Hours after the Home Ministry approved the Delhi government’s budget, Chief Minister Arvind Kejriwal called PM Narendra Modi his “elder brother” and said he wants to work with the Centre. Kejriwal said he is “tired of fighting”.
Embarrassed after Interpol revoked the Red Corner notice against fugitive diamond-wallah Mehul Choksi, the CBI has asked the Commission for the Control of Interpol’s Files for its restoration. Choksi is wanted for a Rs 13,000 crore fraud involving Punjab National Bank, and Interpol had moved against him in 2018 at the request of the CBI and the Enforcement Directorate.

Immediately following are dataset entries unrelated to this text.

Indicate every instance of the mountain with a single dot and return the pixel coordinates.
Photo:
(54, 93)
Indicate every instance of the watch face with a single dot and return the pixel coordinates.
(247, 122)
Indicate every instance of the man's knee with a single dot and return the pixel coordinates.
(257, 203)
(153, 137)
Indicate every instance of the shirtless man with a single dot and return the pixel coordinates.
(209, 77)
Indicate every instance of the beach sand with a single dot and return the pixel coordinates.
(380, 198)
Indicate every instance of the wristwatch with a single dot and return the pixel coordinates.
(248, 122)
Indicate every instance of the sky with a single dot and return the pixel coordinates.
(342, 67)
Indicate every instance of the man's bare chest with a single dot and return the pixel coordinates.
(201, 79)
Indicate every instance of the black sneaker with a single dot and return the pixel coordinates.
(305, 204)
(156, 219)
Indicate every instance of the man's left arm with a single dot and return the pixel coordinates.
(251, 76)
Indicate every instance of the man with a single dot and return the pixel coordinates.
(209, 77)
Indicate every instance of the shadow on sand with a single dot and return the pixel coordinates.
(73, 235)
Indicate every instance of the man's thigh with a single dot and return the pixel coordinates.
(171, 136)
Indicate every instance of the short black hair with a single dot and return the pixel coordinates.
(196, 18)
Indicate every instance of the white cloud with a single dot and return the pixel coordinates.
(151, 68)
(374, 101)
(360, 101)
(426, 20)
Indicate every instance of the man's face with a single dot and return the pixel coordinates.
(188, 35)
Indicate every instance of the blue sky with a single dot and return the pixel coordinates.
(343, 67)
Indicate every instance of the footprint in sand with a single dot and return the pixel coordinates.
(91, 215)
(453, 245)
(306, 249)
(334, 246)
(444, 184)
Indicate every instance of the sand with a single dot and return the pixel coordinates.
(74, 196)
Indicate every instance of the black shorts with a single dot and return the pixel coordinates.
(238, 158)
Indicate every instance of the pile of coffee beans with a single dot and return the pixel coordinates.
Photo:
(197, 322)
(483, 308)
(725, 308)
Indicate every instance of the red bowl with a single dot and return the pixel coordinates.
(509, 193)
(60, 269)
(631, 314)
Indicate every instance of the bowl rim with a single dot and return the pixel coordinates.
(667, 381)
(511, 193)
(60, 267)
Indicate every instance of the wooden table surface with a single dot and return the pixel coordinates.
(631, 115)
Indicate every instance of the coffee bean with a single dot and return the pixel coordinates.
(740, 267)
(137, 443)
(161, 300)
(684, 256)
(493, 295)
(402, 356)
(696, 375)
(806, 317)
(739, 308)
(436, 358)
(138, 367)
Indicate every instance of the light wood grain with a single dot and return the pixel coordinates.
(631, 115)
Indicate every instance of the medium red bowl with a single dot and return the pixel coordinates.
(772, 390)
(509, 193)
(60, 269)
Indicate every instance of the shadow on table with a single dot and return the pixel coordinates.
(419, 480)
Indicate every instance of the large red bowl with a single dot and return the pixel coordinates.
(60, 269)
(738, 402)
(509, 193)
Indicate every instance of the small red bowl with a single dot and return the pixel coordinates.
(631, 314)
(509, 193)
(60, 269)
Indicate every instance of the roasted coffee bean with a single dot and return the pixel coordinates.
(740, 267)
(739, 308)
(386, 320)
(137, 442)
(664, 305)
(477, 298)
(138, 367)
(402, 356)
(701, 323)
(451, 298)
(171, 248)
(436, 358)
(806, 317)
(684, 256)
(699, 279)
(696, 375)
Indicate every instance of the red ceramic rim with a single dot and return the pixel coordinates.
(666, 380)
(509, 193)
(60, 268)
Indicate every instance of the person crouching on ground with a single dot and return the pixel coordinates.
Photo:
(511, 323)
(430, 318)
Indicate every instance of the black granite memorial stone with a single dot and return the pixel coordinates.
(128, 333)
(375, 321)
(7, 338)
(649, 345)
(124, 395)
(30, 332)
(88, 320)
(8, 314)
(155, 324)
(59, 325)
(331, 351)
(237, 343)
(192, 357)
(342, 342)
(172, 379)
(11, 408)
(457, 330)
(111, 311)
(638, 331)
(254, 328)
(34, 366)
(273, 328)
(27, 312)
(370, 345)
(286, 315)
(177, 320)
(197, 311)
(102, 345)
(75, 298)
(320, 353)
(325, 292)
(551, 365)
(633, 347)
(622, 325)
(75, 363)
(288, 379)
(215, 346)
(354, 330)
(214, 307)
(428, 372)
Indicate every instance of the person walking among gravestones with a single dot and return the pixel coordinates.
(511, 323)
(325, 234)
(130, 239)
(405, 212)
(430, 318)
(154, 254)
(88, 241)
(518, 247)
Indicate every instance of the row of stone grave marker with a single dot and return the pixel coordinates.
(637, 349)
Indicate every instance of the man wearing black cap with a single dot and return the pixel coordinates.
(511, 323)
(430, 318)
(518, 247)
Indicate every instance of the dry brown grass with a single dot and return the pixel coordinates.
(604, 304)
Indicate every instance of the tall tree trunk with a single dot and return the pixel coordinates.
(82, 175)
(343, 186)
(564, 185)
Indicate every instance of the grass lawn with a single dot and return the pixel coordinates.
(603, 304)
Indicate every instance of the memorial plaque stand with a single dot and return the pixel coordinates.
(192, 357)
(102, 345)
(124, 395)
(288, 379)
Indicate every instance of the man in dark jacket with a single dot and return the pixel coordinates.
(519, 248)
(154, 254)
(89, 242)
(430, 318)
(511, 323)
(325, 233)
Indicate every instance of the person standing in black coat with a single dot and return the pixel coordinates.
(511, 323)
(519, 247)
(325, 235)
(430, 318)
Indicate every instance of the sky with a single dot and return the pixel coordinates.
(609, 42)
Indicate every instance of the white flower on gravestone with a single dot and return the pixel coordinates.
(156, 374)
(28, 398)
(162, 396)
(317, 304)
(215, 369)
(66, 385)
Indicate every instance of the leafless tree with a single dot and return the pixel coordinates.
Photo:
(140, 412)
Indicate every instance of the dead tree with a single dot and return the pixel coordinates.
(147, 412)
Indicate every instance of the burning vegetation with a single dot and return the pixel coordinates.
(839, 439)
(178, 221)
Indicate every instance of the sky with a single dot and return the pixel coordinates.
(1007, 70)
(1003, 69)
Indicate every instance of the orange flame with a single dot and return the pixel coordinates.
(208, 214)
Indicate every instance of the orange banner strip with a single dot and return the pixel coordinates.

The Nehru Memorial Museum and Library has launched an ambitious project to “digitise the research material in its possession.” The goal is to ensure the digital conversion of the entire India House Collection of the Library, consisting of 40,000 books, reports, periodicals (of about 70,00,000 pages), 55,00,000 pages of archival documents, and 30,000 microfilms and 57,000 microfiches (consisting of approximately 2.5 crore images).
At the ICC’s quarterly meetings last weekend in Dubai, the BCCI is learnt to have assured the global body that visas for the Pakistan contingent to participate in the cricket World Cup will be cleared by the Indian government. The BCCI is headed by Jay Shah, whose daddy, Amit Shah, heads the Union Home Ministry which takes all decisions on visas for Pakistanis.
Actor Ranveer Singh emerged as the most valued celebrity of 2022 with a brand value of $181.7 million, ending cricketer Virat Kohli’s reign of five years in the top spot, according to Kroll’s latest Celebrity Brand Valuation Report. Kohli secured the second rank with a brand value of $176.9 million, and Akshay Kumar held steady in third position with a brand value of $153.6 million. Alia Bhatt retained the fourth spot and the title of the most valued female celebrity with a valuation of $102.9 million. Deepika Padukone rejoined the league of the top five most valued celebs, with a brand valuation of $82.9 million.